Anne nodded her head. “He will not treat you so because you are not sickly.”
“I think any husband would care if his wife was risking her health,” Elizabeth countered.
“Yes,” Anne answered softly. “But I do not want him. He does not make my heart flutter. I do not feel any great joy when he arrives for a visit or sorrow when he leaves aside from missing the diversion that company brings.” She grasped Elizabeth’s hands. “Please, you must love him. He is handsome and rich as well as gentle and kind. He has always treated me with respect. But I cannot marry him.”
“There is no betrothal to be broken?”
The flowers on Anne’s bonnet fluttered as she shook her head. “He has never asked, and I would never accept.”
Strangely, Elizabeth’s heart rejoiced at Anne’s reply. “If he calls on me, I will not turn him away. I cannot promise any further than that, for I, too, would wish for a husband that stirs my heart.” To Elizabeth’s surprise, she found herself wrapped in Anne’s arms.
“Oh, you shall suit. I am certain of it. And then I shall be free to smile at Mr. Pratt when he accompanies his mother to visit my mother.” She released Elizabeth and called to her horses to walk on. “She is Lady Metcalfe — the one who needed a governess and my mother recommended Miss Pope, Mrs. Jenkinson’s niece. Do you remember?” She waited for only a moment, just long enough for Elizabeth to say yes, and then began describing in some detail the relationship between Lady Catherine and Lady Metcalfe, which in turn became a discussion of what it must be like to have a come out.
Elizabeth returned to the parsonage with weary ears and a very different view of the not so sickly or cross Miss de Bourgh and a slightly better understanding of Mr. Darcy.
Chapter 5
“For you, sir,” Mr. Kinney deposited a few envelopes in the tray on Darcy’s desk.
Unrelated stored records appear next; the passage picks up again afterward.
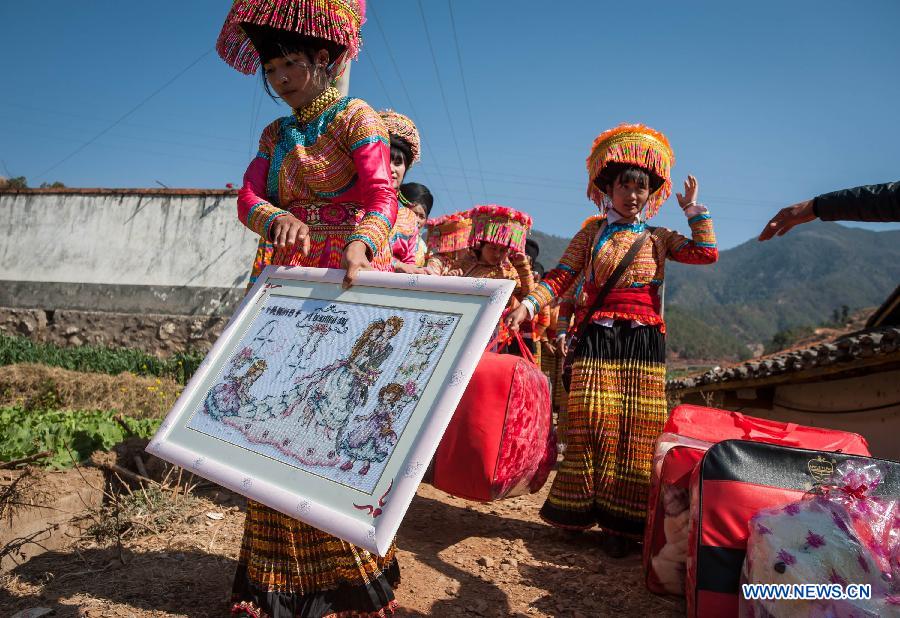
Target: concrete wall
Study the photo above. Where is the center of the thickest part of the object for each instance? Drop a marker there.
(868, 405)
(165, 251)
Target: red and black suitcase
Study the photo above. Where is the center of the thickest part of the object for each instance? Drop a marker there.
(688, 433)
(735, 480)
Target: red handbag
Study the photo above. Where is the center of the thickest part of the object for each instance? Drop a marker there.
(735, 480)
(500, 442)
(688, 433)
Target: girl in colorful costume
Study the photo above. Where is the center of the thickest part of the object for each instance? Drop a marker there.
(447, 240)
(319, 191)
(617, 402)
(405, 150)
(417, 198)
(496, 248)
(496, 251)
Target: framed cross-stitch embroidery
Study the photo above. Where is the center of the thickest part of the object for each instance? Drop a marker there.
(328, 404)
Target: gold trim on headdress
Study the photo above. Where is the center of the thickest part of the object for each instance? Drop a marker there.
(449, 233)
(637, 145)
(500, 225)
(404, 128)
(338, 21)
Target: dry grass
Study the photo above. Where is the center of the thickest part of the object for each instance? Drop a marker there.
(40, 386)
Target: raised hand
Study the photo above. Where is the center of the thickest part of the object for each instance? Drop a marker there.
(689, 197)
(355, 259)
(788, 218)
(516, 317)
(288, 232)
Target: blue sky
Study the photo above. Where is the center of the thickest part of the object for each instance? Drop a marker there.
(767, 103)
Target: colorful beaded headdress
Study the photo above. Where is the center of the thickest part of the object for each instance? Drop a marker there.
(633, 144)
(337, 21)
(403, 127)
(499, 225)
(449, 233)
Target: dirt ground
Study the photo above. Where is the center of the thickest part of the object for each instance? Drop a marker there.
(457, 558)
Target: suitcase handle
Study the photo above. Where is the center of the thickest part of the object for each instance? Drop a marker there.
(753, 431)
(526, 353)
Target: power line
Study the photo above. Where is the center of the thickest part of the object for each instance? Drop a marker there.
(425, 147)
(444, 97)
(380, 81)
(125, 115)
(255, 106)
(462, 78)
(387, 97)
(180, 132)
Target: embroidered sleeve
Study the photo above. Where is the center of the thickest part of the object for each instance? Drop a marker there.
(561, 278)
(254, 210)
(700, 248)
(404, 237)
(371, 153)
(542, 322)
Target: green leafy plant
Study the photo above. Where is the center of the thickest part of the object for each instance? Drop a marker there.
(180, 366)
(28, 432)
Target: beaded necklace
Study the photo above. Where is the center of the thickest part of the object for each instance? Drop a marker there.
(317, 105)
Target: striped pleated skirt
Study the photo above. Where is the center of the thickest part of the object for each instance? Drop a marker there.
(288, 569)
(616, 411)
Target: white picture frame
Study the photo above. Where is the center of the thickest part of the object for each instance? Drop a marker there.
(281, 424)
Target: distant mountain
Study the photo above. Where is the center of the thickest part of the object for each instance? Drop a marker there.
(757, 289)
“Thank you,” Darcy said, glancing up from his account book. His brows furrowed as he saw the
address on the top letter. Putting down his pencil, he picked up the curious missive. Why would Anne be writing to him? Hopefully, it was not some scheme of his aunt’s to press the matter of his marrying her daughter. She had been more insistent than normal on this trip that the happy event was not far off. It made sense, he supposed, seeing how Anne would be twenty in a month — the same age both his mother and Lady Catherine had been when they married their husbands.
He broke the seal and unfolded the paper.
Dearest Cousin,
His brows rose. Anne never referred to him as dearest anything.
As you know, I will be celebrating a very particular birthday next month, and I would request…
Darcy groaned. It appeared this was exactly what he feared.
that you spend this month securing a bride and doing so with all haste. If you are married before my birthday, I should be very grateful.
Darcy blinked and reread the letter from the beginning. No, he had not missed any words. Anne had just asked him to marry someone other than herself and to do it in quick order. He shook his head and continued on.
I do not wish to injure your male sensibilities in any fashion, but I must be direct. I believe on the subject of our marriage, we are of one accord, for I do not wish to marry you, and I am certain that you do not wish to marry me. We would not suit. You are far too serious for a lady such as myself, and I do not think myself equal to the challenges of the cold in Derbyshire or the air in town. One or the other I might be able to endure, but to face both would be far too taxing.
Too serious for Anne? The girl who cowered in the corner and never smiled? He shook his head again. This letter was befuddling and perhaps the longest single exchange of words he had ever received from his cousin.
To help you in your quest to grant me my birthday wish, I would advise you to call directly on Miss Bennet. She is a lovely lady, full of vitality and of a hardy stock. She should weather well both your dour temperament and the conditions of Derbyshire and town. In addition to this, I believe you would suit eminently well, and I do believe you favour her.